Mich erinnert das an das Chaos um die Gebietsreform in Thüringen. Ramelows Linkskoalition versinkt geradezu darin. Erst peitschen die rot-rot-grünen Koalitionäre ein Vorschaltgesetz durch das Parlament, was niemand außer den Thüringer Sozialdemokraten gebraucht hat, nur um zu beweisen, dass sie jetzt niemand mehr bei ihrem Traum von Gebietsreform aufhalten kann. Dann scheitern sie mit dem Gesetz an der Verfassung, verklagen das Volk, das sich aufgemacht hat mit über 140.000 Unterschriften einen Volksentscheid über die Gebietsreform zu erzwingen und dann läuft alles aus dem Ruder. Weimar und Gera werden die Kreisfreiheit genommen, zurückgegeben, dann die Gabe auf acht Jahre begrenzt, um am Ende alles wieder in Frage zu stellen. Dann sollen die Wahlperioden der Kreistage um ein Jahr verkürzt werden, weil das scheitert, die der Landräte ohne Wahl verlängert werden. Das bringt selbst sozialdemokratische Landräte und alle linken Landrätinnen auf die Palme.

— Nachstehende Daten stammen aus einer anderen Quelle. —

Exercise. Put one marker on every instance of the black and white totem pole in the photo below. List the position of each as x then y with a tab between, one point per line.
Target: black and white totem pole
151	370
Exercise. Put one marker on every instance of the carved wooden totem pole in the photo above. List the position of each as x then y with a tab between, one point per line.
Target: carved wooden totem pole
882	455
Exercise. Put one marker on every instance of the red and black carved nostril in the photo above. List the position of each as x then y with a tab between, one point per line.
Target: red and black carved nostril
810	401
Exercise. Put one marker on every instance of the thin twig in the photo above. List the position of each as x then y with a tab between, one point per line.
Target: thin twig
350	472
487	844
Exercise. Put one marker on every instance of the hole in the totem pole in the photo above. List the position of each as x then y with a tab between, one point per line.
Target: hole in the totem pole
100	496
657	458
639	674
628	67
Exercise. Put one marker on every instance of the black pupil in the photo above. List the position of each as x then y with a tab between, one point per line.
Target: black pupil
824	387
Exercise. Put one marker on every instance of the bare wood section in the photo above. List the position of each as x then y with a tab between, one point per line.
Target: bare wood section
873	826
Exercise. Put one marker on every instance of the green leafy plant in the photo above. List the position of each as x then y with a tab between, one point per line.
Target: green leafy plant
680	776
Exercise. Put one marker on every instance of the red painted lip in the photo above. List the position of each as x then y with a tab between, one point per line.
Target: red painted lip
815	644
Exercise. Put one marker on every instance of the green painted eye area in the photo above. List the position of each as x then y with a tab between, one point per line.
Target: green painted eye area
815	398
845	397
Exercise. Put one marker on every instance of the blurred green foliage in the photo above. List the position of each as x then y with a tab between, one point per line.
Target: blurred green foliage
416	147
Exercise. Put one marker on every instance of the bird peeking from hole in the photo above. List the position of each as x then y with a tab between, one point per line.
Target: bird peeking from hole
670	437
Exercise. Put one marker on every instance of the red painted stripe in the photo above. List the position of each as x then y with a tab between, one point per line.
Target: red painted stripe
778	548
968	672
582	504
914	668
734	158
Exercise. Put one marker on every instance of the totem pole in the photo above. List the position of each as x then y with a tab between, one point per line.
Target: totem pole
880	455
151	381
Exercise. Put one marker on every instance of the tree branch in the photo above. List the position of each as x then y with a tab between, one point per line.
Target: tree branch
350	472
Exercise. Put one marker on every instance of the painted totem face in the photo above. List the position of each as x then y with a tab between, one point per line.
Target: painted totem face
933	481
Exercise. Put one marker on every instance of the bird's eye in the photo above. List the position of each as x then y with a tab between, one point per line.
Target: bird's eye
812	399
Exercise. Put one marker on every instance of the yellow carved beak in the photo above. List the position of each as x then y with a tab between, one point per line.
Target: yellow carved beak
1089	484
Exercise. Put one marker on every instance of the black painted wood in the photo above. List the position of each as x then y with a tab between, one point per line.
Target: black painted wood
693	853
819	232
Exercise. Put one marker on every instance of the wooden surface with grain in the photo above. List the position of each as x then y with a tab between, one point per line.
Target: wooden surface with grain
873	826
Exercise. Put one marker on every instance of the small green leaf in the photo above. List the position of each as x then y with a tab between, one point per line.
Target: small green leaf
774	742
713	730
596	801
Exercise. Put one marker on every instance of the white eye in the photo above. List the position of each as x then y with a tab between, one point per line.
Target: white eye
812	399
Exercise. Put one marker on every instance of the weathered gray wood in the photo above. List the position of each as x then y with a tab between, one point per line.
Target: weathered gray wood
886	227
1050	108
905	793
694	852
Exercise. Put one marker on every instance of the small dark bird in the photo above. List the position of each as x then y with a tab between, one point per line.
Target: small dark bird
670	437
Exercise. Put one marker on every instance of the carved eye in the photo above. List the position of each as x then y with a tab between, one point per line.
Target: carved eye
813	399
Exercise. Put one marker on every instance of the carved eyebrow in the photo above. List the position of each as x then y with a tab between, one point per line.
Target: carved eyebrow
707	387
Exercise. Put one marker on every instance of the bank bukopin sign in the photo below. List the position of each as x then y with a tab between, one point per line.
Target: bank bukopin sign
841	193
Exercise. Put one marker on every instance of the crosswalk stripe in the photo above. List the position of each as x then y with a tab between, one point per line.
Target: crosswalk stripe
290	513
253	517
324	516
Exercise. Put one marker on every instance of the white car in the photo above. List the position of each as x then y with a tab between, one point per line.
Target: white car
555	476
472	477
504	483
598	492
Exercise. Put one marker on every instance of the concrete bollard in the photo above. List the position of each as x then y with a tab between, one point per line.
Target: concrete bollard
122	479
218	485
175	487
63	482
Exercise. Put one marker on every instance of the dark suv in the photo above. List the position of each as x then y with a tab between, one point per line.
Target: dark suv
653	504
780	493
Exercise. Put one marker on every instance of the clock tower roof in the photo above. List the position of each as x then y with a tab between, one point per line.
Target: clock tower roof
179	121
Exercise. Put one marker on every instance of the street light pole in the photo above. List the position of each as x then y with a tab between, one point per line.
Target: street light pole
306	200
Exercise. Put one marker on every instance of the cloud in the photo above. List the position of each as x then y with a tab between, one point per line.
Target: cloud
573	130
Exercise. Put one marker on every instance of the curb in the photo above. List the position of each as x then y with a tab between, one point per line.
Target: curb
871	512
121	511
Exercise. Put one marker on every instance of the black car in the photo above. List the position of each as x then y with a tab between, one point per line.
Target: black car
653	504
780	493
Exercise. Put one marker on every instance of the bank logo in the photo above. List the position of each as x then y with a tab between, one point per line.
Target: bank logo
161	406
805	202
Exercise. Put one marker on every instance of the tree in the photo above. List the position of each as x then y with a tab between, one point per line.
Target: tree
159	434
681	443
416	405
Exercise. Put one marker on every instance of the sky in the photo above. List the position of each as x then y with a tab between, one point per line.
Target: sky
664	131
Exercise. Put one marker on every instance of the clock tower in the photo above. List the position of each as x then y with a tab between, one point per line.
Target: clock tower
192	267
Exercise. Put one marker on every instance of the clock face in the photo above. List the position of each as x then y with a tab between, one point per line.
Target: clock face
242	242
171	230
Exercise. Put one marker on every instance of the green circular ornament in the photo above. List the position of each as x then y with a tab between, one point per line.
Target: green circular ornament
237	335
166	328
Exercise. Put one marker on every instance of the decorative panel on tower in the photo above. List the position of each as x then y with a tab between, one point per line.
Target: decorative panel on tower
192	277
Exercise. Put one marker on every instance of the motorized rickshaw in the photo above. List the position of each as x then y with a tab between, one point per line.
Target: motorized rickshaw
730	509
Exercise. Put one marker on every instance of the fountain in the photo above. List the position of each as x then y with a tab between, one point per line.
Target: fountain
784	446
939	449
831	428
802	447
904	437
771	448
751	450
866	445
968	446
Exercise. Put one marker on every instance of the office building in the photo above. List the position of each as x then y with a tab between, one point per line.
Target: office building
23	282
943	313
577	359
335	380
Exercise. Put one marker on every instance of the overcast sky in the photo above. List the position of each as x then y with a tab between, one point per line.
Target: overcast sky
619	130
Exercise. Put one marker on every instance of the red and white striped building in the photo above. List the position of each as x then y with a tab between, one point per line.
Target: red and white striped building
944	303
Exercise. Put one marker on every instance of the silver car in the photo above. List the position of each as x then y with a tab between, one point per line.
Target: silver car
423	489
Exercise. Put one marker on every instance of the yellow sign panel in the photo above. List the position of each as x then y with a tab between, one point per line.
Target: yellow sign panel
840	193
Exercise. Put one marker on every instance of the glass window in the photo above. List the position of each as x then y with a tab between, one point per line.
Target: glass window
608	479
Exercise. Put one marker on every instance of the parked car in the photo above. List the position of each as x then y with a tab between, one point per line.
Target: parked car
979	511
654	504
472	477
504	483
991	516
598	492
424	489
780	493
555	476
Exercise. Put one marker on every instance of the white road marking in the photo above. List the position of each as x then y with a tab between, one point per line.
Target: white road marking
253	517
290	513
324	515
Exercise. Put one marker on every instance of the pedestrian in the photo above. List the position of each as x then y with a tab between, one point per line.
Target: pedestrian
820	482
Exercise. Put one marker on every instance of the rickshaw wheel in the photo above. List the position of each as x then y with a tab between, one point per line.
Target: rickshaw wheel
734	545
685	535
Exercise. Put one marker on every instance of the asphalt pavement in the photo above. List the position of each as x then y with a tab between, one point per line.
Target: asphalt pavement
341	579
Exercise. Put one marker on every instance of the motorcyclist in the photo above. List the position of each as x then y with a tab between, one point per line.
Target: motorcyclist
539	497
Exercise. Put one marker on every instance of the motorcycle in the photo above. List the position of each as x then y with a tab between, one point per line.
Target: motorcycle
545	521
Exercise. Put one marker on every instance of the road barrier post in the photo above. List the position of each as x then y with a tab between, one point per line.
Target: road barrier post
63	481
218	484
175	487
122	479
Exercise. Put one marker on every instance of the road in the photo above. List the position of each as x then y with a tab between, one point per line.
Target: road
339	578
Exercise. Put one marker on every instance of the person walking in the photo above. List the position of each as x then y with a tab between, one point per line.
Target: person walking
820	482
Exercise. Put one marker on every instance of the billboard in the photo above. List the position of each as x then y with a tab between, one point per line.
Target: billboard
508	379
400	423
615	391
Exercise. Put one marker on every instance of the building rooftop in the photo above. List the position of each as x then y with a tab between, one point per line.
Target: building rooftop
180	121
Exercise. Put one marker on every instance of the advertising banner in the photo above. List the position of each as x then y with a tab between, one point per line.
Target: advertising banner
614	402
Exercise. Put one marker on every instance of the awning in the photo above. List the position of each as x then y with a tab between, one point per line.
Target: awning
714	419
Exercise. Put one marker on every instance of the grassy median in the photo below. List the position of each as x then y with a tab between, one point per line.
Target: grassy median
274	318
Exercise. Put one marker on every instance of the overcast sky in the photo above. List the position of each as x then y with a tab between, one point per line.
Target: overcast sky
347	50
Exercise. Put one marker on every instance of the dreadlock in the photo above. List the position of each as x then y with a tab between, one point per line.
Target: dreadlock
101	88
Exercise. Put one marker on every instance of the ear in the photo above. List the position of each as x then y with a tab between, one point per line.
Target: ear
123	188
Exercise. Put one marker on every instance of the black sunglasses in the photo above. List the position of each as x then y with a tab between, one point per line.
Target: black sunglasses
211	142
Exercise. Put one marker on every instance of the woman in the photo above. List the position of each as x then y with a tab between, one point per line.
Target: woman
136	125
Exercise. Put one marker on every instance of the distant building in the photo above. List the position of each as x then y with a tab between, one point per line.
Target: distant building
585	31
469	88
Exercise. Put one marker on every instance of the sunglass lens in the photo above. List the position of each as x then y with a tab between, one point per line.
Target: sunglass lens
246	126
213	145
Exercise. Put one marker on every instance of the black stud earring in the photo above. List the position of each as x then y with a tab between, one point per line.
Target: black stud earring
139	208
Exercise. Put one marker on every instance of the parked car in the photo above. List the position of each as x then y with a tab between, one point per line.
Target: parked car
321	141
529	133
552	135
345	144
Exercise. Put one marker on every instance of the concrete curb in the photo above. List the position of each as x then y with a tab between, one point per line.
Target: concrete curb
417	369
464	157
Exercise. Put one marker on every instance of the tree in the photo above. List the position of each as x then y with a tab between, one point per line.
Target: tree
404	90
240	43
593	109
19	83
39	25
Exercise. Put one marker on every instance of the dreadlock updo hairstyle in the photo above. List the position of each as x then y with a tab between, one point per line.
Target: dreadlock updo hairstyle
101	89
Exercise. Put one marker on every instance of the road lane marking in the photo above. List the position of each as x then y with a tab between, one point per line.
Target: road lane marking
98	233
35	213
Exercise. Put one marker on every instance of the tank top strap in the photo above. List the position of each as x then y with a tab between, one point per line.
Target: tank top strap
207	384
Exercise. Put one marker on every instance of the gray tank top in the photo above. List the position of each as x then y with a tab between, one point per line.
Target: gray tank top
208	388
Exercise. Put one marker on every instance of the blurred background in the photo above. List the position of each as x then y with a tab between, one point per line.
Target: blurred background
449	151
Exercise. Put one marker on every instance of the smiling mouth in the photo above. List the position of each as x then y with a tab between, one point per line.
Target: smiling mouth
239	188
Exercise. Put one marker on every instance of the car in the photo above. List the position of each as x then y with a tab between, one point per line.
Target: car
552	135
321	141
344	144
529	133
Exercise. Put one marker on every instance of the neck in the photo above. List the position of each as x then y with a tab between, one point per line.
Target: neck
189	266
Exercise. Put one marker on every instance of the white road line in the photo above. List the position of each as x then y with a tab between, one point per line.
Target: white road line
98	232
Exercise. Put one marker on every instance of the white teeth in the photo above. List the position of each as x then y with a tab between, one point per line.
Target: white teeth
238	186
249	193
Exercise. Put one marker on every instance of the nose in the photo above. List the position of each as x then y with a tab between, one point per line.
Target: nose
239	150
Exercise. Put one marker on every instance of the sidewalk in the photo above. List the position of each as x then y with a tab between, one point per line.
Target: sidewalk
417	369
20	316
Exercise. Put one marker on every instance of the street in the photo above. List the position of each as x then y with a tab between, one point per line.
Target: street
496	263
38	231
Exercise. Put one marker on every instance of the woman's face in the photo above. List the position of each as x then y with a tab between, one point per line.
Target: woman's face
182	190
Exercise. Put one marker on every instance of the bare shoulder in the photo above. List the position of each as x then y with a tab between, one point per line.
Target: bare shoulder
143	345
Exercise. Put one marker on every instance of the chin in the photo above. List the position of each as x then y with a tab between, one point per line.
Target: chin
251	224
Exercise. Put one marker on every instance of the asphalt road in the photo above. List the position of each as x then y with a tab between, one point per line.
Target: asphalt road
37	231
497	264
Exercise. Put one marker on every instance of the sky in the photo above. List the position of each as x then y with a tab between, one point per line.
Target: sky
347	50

Und was machen Bodo und der arme Holger? Sie warten am Zebrastreifen bis der Crash unvermeidlich ist. Aber ist das verantwortliche Politik? Nein.

Post von Koch

Parteitage sind ein Fest der Selbstvergewisserung. Wenn es gut läuft, dann ist die Stimmung prächtig, die Delegierten klatschen aus vollem Herzen, erheben sich nach einer guten Rede und es gibt Wahlergebnisse mindestens um die 90 %. Am nachfolgenden Tage sind die Tageszeitungen voll mit Berichten und -je nach Stimmung des Berichterstatters- analysierenden Kommentaren.

Die Delegierten fahren bepackt mit Beschlüssen und hoch motiviert in ihre Kreisverbände und erzählen wie einst die Jünger Jesu begeistert von dem, was ihnen widerfahren ist. Aufmerksame Zeitgenossen schreiben hernach Glückwünsche an die Vorsitzenden und ihre Getreuen und nehmen so noch lange am Feste teil, selbst wenn sie, vielleicht zwar körperlich, aber eben nicht geistig dabei sein konnten.

Im November versuchte sich die Thüringer CDU an einer solchen Selbstvergewisserung. Der Ausgang ist bekannt. Dennoch schickt es sich für Parteifreunde, auch zu den selbst erklärten „Arbeitsergebnissen“ zu gratulieren, zumal dann, wenn man selbst vor der eigenen erneuten Nominierung steht. Im Überschwang dieser Glücksgefühle wird jeder umarmt und beglückwünscht, auch wenn jene gar nicht zur Wahl standen.

So dürfte sich die in 2009 gewählte hiesige Landtagspräsidentin ob ihrer vermeintlichen Wiederwahl als eben solche über eine europäische Grussadresse freuen. Dem Anspruch der Thüringenpartei war dieser fromme Wunsch natürlich gerecht, aber mindestens Parlamentarier sollten wissen, Parlamentspräsidenten wählen nur die Parlamente. Aber auch der seit fünf Jahren im Amt befindliche Fraktionschef bekam Post mit aufrichtiger Gratulation und dem Wissen um die schwierige Aufgabe, der vorhandenen Erfahrung und Sensibilität – zu seiner Wiederwahl als Generalsekretär. Dem Amtsinhaber mag es wegen der ausgebliebenen Briefpost grämen, aber er kann sich sicher sein, spätestens in fünf Jahren wird nachträglich gratuliert.

In den 1970er Jahren spottete man in Ermangelung der Kompetenzen des Europaparlaments und der damit einhergehenden Bedeutungslosigkeit: Hast du einen Opa, schick ihn nach Europa. Im Laufe der Jahre hat auch in Brüssel der Wandel Einzug gehalten. Deswegen gilt der alte Spott nicht mehr. Aber neuer Spott bleibt: Ist dein hohes Amt dir noch so Joch, bekommst du Post vom Europa-Koch.